In de jaren 50, 60 en (grotendeels) 70 van de vorige eeuw ademde het museum een andere sfeer. Menig Haarlems kind (zoals ondergetekende) heeft het toen wel eens met z’n ouders bezocht op een regenachtige zondagmiddag. Het was er stil en wat somber, gevuld met rijen geheimzinnige skeletten en stenen en onbegrijpelijke instrumenten; hoogtepunt was het verduisterde kabinetje met lichtgevende stenen. Er was geen elektrische verlichting, dus op zo’n regenachtige middag moest je weer vroeg weg, want de openingstijden waren aan de daglichtvoorziening aangepast. In de twee grote schilderijenzalen was al om een uur of drie, vier niet veel meer te onderscheiden.
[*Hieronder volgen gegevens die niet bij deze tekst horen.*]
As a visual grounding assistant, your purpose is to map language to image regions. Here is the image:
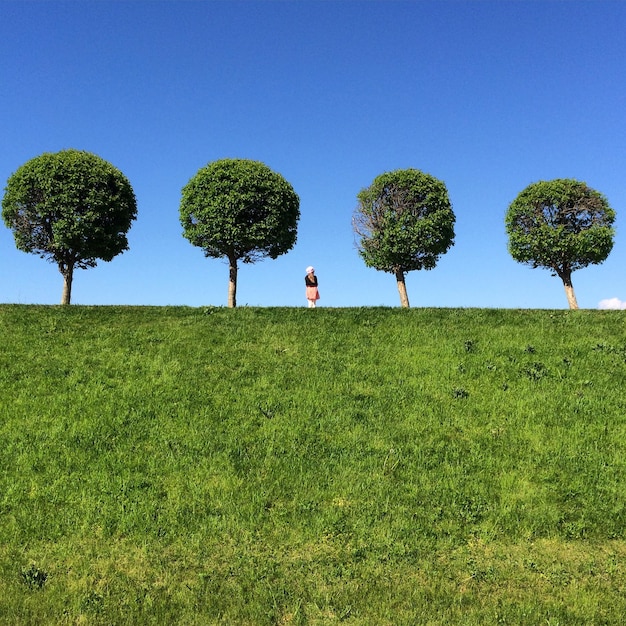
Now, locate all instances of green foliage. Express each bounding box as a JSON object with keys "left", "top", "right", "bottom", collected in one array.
[
  {"left": 0, "top": 305, "right": 626, "bottom": 626},
  {"left": 180, "top": 159, "right": 300, "bottom": 263},
  {"left": 353, "top": 169, "right": 455, "bottom": 274},
  {"left": 506, "top": 178, "right": 615, "bottom": 278},
  {"left": 2, "top": 150, "right": 137, "bottom": 292}
]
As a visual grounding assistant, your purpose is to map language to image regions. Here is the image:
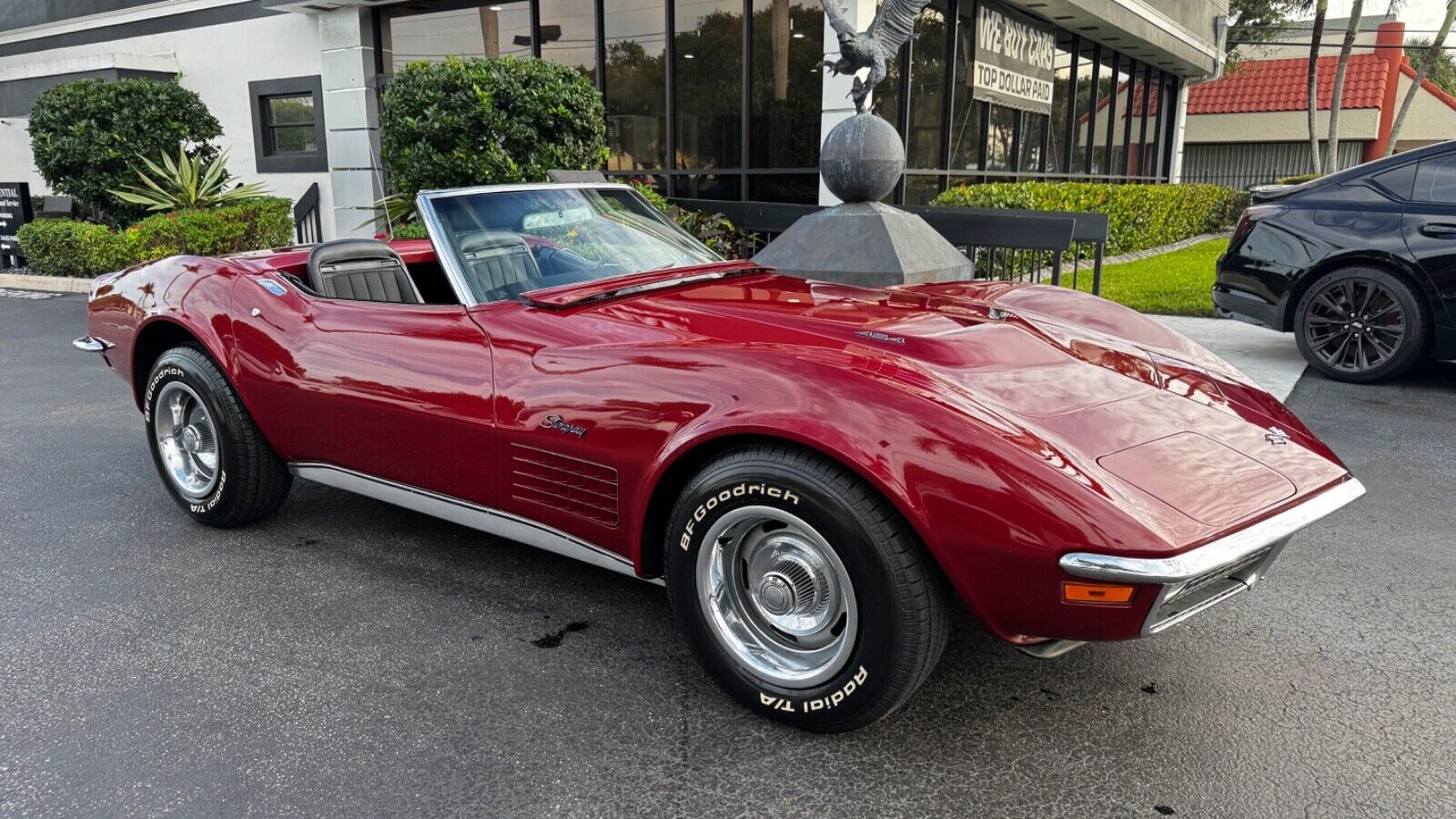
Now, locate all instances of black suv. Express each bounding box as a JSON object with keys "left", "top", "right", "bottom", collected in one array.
[{"left": 1213, "top": 140, "right": 1456, "bottom": 382}]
Dat was ook niet zo’n bezwaar: de waardering voor negentiende-eeuwse schilderkunst bevond zich toen op een dieptepunt. De slechte financiële situatie waarin de stichting die het museum beheerde zich bevond verhinderde moderniseringen en reorganisaties, wat toen het publiek weghield maar voor de huidige museumbezoeker een geluk is. Toen in 1982 Teylers Museum een nationale status verwierf en van overheidswege financiële ondersteuning kreeg, was inmiddels het denken over (het bewaren van) musea en collecties veranderd en kreeg het museum erkenning als een uniek ‘gemusealiseerd museum’.

Maar vóór die tijd had Teylers Museum dus een periode van noodgedwongen stabiliteit gekend. Die periode was eigenlijk al begonnen in 1928, toen directeur –conservator Hendrik Lorentz overleed, of eigenlijk nog daarvóór, toen door de Eerste Wereldoorlog en het verlies van Russische aandelen door de Oktoberevolutie, Teylers’ geldmiddelen drastisch waren ingekrompen. Over de geschiedenis van het museum tot 1928 handelt het boek van Martin Weiss, een bewerking van zijn proefschrift uit 2013.

De groeiende belangstelling voor collectiegeschiedenis had al tot een aantal gedegen publicaties over Teylers Museum geleid, onder andere ter gelegenheid van het tweede eeuwfeest van de instelling (‘Teyler’ 1778-1978, 1978) en in 2006, toen het 250 jaar geleden was dat Pieter Teyler van der Hulst het testament ondertekende waaruit dit alles is voortgekomen (De idealen van Pieter Teyler. Een erfenis uit de verlichting, 2006). Daaruit was al bekend, dat Pieter Teyler totaal geen museum voor ogen heeft gehad als bestemming voor zijn vermogen – daar zou in 1756 ook nog niemand aan gedacht hebben – maar een studie- en collectiecentrum, in zijn eigen woonhuis, voor twee op te richten geleerde genootschappen die door een Stichting met vijf regenten of ‘Directeuren’ bestuurd werden. Weiss knoopt daar bij aan, en laat zien hoe stap voor stap dit concept verschoof.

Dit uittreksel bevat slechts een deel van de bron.